Interesting, perhaps there is an unread thread lurking around there somewhere


----------



## annemarievdh (9/3/14)

Mine also show 2 unread new posts but I've gone through all of the posts.


----------



## Andre (9/3/14)

Happens on my side as well, think the new posts updates a bit slower.
EDIT: Oh, now I see, it keeps 2 New Posts there, must be a system problem. @Gizmo should pick it up.


----------



## Rex_Bael (9/3/14)

What I have seen on other forums is that there are sometimes hidden or restricted threads/sections for moderators. That might cause something like this.


----------



## Rob Fisher (9/3/14)

annemarievdh said:


> Mine also show 2 unread new posts but I've gone through all of the posts.



Thanks @annemarievdh and @Matthee ! I was losing my mind... happy it's not just me! 

@Matthee please put your avatar back... it's not the same without your REO Cop Badge!


----------



## johan (9/3/14)

Most probably a bug on a nic-buzz in the system (or a system administrator on a nic-buzz )

Reactions: Funny 4


----------



## TylerD (9/3/14)

I sometimes get a 1 post. I can pull the hair out of my head because I can't find that 1 post.


----------



## Rob Fisher (9/3/14)

TylerD said:


> I sometimes get a 1 post. I can pull the hair out of my head because I can't find that 1 post.

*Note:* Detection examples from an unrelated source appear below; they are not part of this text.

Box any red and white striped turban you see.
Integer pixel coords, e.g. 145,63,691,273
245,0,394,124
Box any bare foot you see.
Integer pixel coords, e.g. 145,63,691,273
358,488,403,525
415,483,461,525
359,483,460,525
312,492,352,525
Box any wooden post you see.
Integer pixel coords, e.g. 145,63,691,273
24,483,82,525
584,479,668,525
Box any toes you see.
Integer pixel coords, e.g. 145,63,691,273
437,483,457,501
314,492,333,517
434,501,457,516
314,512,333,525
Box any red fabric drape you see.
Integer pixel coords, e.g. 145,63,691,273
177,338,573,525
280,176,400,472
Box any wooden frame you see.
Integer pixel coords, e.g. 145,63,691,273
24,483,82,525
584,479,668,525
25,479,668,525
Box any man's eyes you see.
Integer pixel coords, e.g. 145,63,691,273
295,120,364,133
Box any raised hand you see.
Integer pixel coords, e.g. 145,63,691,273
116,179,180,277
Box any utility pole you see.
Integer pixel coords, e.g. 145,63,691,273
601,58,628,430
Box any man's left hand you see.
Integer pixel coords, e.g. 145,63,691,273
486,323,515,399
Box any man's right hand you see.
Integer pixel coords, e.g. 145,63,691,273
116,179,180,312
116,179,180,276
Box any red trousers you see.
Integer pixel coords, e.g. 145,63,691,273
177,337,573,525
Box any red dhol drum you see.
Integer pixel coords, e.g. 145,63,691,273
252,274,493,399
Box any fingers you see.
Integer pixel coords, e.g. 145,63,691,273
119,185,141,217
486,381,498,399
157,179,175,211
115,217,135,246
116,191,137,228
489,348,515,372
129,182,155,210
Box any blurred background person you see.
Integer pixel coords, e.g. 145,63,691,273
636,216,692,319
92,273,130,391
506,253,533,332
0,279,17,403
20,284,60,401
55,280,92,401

So you stress on 1 post... just imagine how we feel with DOUBLE that amount... I have been pressing button like a man possessed!

Reactions: Funny 2


----------



## johan (9/3/14)

I don't feel so scared anymore since @Matthee 's Reo cop badge is gone, did he go undercover?


----------



## TylerD (9/3/14)

Think he is part of SANAP now.

Reactions: Funny 1


----------



## TylerD (9/3/14)

Rob Fisher said:


> So you stress on 1 post... just imagine how we feel with DOUBLE that amount... I have been pressing button like a man possessed!


When it happens, I actually go manually through all the categories to see if there is a bold post I have missed.


----------



## Rob Fisher (9/3/14)

We need to get to the ...

Reactions: Agree 1 | Funny 1


----------



## Rob Fisher (9/3/14)

TylerD said:


> When it happens, I actually go manually through all the categories to see if there is a bold post I have missed.



This was awesome advice... I went to a few categories and responded to an old thread or two and BINGO! So either @Gizmo is online and fixing... or your advice was right on the button @TylerD! 

Oh what a relief... my OCD panic is over!

Reactions: Funny 1


----------



## Tom (9/3/14)

i get....somewhere around 2k posts  and dont want to mark unread, because it will clear all....

Reactions: Funny 1


----------



## annemarievdh (9/3/14)

Bliksem strale


----------



## Silver (10/3/14)

Isnt 2 posts Gizmo's way of sending us a subtle rebuildable RDA/RBA message ?
Get it?

Reactions: Like 1 | Funny 4


----------